Comment braquer une banque sans perdre son dentierDe Catharina Ingelman-Sundberg

Chez Fleuve Editions

Traduit par Hélène Hervieu

Résumé de l’éditeur :

Ils sont cinq, trois femmes, deux hommes. Cheveux blanc, déambulateur, ils s’apprêtent à commettre le casse du siècle. Si vous les croisez, restez prudents, et surtout ne tentez pas de vous interposer.

Ils s’appellent Märtha, Stina, Anna-Greta, le Génie, La Râteau, ils chantent dans la même chorale et vivent dans la même maison de retraire. Nourriture insipide, traitement lamentable, restrictions constantes, pas étonnant que les résidents passent l’arme à gauche. Franchement, la vie ne serait pas pire en prison ! D’ailleurs à Stockholm, elles ont plutôt bonne presse… Voilà l’idée ! Les cinq amis vont commettre un délit et faire en sorte d’être condamnés : en plus d’avoir la vie douce, ils pourraient redistribuer les bénéfices aux pauvres et aux vieux du pays.

Un brin rebelles et idéalistes, un peu fous aussi, les cinq comparses se lancent dans le grand banditisme.
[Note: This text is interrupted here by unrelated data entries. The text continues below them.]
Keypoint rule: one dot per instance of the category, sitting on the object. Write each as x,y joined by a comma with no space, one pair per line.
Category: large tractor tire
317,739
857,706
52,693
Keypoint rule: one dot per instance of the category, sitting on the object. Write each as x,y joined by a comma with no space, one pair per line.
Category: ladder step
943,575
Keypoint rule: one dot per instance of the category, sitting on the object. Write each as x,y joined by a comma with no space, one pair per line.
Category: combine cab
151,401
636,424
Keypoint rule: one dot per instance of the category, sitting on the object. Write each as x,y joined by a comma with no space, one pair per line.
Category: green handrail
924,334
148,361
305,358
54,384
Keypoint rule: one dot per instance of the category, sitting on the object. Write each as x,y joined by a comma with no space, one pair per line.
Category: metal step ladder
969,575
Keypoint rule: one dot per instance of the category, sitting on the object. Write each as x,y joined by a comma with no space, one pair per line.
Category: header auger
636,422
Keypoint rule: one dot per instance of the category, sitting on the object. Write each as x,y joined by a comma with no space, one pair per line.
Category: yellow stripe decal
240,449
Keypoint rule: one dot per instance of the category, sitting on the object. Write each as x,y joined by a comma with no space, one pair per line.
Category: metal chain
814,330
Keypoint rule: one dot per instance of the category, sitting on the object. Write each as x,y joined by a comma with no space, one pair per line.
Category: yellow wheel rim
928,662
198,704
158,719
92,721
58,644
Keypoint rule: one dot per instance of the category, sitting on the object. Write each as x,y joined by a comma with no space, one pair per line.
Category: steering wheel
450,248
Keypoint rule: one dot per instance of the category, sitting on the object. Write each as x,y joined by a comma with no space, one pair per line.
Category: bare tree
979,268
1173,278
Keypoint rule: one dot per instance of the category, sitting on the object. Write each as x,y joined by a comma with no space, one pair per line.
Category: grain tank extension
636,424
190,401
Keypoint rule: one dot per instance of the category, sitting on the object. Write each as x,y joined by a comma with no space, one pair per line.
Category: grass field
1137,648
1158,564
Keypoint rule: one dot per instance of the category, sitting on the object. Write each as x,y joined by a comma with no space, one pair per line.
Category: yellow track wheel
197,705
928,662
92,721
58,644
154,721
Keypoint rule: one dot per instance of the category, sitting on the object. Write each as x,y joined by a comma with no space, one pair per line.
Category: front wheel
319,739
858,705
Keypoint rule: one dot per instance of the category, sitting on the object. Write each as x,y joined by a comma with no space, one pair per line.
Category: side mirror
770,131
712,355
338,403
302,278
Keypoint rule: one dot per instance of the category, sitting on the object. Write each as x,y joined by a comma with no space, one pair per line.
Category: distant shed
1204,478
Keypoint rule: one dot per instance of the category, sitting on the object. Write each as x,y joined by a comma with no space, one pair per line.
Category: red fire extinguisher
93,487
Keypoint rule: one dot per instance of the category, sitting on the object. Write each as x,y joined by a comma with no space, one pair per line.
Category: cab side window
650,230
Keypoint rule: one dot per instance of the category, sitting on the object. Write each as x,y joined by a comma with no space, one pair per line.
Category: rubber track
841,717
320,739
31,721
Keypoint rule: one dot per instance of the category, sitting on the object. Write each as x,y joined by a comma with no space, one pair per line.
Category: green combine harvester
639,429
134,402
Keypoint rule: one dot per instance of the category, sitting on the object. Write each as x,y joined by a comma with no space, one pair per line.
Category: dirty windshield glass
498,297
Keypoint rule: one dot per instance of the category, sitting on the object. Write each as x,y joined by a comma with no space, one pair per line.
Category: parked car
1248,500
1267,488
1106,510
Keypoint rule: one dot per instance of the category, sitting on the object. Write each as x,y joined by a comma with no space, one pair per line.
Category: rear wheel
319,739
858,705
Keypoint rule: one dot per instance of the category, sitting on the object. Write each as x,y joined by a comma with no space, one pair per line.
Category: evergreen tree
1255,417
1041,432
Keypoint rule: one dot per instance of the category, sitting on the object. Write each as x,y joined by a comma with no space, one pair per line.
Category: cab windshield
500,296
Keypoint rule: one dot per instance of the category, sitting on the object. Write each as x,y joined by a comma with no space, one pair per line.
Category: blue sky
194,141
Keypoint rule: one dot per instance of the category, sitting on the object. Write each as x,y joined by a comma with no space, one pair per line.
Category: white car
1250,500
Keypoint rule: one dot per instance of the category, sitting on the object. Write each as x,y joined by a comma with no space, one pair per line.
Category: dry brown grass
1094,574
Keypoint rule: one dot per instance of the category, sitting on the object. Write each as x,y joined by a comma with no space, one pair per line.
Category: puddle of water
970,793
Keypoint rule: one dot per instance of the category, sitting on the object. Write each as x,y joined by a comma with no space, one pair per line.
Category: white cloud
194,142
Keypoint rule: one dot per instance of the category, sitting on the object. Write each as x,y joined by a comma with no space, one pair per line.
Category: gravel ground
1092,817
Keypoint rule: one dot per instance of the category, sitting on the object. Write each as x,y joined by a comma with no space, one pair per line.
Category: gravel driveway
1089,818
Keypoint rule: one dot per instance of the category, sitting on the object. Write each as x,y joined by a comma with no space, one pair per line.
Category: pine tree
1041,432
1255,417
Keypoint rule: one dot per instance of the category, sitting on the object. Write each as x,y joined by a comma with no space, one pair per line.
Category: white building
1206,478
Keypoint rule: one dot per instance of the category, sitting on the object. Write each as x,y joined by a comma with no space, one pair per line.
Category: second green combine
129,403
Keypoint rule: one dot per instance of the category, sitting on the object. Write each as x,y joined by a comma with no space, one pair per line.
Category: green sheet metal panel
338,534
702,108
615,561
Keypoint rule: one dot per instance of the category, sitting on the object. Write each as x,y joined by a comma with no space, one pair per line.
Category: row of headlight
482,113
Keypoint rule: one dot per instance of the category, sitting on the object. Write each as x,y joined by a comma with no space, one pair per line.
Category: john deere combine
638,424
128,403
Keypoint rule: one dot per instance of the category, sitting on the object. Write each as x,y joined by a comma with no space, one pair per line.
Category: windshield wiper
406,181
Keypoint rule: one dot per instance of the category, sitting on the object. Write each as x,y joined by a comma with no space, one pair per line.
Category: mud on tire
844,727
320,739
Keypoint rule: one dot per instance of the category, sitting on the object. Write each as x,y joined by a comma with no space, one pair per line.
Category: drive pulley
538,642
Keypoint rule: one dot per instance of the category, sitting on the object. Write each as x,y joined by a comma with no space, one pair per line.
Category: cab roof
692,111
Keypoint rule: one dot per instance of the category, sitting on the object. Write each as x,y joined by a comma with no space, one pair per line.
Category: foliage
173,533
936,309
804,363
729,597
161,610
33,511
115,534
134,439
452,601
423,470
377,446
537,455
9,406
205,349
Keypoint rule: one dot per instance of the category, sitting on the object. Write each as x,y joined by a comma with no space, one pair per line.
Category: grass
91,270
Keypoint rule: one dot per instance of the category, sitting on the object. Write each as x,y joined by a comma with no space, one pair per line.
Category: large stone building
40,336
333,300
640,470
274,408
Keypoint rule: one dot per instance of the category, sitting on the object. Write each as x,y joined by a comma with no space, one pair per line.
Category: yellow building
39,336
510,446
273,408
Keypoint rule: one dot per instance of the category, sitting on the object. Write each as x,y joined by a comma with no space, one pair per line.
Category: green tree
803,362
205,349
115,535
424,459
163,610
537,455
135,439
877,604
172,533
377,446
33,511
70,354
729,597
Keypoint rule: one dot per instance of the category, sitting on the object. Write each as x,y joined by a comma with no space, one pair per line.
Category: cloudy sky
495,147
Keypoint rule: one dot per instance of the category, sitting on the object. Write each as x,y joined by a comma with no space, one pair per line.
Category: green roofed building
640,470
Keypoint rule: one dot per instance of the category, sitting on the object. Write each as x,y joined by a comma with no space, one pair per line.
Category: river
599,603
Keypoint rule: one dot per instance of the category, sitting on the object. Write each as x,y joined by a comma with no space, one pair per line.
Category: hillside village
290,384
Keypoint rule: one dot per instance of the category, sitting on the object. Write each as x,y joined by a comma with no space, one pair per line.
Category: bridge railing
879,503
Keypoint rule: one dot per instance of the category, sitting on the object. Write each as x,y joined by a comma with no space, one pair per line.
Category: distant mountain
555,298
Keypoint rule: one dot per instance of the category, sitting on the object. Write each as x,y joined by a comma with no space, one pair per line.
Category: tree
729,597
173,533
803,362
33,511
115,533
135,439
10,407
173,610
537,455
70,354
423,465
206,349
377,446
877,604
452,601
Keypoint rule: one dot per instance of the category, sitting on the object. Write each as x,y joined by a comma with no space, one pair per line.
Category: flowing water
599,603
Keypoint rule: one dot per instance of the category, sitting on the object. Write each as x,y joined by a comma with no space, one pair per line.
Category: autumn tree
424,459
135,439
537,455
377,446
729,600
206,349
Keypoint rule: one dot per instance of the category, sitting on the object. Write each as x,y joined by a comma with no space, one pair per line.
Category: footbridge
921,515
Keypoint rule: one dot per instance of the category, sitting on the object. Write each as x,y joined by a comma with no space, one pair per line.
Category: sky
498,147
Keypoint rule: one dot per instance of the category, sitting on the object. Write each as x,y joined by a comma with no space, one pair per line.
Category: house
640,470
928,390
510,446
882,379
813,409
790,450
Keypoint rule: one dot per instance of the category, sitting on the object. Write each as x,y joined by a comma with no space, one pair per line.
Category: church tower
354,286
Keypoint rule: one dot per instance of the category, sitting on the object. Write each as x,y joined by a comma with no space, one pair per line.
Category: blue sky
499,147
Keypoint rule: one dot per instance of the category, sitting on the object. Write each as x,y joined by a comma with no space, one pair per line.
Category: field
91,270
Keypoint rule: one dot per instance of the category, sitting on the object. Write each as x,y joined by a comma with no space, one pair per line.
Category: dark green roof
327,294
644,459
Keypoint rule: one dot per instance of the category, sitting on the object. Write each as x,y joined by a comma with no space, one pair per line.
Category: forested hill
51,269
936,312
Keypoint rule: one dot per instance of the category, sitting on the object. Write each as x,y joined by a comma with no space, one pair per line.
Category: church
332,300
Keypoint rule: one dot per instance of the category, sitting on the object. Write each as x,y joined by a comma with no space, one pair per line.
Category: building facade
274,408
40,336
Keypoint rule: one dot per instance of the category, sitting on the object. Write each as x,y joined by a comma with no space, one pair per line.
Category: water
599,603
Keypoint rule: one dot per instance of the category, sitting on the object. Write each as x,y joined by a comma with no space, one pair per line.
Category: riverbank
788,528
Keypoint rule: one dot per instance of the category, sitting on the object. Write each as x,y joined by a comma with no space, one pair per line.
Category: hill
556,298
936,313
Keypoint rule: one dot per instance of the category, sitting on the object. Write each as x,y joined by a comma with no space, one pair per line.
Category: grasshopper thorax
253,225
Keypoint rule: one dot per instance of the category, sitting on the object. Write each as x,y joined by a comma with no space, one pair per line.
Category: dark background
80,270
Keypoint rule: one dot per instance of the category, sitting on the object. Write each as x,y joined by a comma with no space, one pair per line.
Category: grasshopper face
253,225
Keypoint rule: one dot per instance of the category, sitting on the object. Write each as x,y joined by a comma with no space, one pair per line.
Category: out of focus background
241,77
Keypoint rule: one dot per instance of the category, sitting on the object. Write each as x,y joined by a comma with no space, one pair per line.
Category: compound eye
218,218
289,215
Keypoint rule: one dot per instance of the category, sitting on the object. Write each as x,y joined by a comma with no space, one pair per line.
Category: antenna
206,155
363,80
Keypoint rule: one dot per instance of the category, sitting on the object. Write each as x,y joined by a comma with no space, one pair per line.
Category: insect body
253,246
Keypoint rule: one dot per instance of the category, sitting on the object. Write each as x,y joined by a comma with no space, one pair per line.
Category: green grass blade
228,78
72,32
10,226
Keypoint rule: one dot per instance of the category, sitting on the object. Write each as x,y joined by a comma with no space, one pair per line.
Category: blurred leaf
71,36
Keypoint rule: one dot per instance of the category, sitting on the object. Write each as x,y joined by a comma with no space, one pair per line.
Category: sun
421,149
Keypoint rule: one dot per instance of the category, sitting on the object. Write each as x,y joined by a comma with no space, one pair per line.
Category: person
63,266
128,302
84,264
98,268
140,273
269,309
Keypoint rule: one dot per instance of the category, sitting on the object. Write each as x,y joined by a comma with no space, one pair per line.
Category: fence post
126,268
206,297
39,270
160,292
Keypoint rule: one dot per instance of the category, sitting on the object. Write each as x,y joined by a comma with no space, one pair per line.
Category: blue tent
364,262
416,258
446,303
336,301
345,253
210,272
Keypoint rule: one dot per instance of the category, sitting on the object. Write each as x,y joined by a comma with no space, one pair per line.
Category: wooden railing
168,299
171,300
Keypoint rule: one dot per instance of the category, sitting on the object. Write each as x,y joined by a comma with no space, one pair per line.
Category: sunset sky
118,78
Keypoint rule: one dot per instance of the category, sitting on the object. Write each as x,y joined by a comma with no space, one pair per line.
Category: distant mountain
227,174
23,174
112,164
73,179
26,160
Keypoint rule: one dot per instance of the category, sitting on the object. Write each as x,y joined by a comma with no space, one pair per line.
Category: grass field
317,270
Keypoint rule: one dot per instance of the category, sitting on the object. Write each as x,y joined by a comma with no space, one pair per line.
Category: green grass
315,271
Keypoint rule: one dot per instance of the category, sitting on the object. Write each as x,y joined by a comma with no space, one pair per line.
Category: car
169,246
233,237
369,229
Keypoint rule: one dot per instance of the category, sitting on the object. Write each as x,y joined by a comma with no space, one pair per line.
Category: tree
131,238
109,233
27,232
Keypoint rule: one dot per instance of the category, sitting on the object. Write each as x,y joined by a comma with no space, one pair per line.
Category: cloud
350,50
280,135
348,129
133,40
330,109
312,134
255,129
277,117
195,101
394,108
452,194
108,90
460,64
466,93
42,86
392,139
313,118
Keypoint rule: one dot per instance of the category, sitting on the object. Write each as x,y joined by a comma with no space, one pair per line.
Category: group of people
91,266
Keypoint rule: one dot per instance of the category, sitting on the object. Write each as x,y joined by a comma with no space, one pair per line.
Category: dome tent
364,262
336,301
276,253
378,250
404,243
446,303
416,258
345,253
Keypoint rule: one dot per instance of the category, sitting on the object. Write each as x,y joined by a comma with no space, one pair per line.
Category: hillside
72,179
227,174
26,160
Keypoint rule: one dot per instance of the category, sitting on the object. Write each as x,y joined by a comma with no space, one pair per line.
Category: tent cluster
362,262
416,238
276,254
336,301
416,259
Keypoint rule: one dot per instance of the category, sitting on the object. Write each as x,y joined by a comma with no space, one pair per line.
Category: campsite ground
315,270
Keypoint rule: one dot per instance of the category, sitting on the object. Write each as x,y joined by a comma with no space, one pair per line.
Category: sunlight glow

Mais évidemment rien ne va se passer comme prévu…

Mon avis :

Imaginez le club des cinq… Mais pas celui de la bibliothèque rose, là ce serait plutôt celui de la bibliothèque vermeil.

Cinq retraités en pension dans une résidence pour personnes âgées se révoltent contre les restrictions imposées par la direction de l’établissement.  La petite bande de malfrats en devenir, décide donc de commettre un délit pour accéder à la prison qui semble, selon eux,  un sort plus enviable à celui de la maison de retraire. Du petit larcin au casse du siècle, les papis voleurs  vont se laisser prendre au jeu et profiter de leur grand âge pour duper les policiers.

Le lecteur se laisse embarquer dans une comédie burlesque où la fantaisie du scénario se mêle à la détermination et au courage des protagonistes. Des scènes drôles et cocasses se succèdent pour former une histoire rocambolesque. Et bien que l’on peine parfois à croire que ces chers « petits vieux » puissent fomenter de tels actes, ils n’en sont pas moins touchants et attachants.

Dans cette comédie légère, deux  sujets cependant sont à peine effleurés par l’auteur mais pourtant bien réels ; le sort réservé à nos ainés dès lors qu’ils ne sont plus actifs et les restrictions qu’imposent ces établissements contre marge et profit au détriment souvent du bien être des pensionnaires.

Deux messages que l’auteur réussit à transmettre sans compromettre la bonne humeur qui règne tout au long du récit mais qui donnent aussi un sens à cette histoire.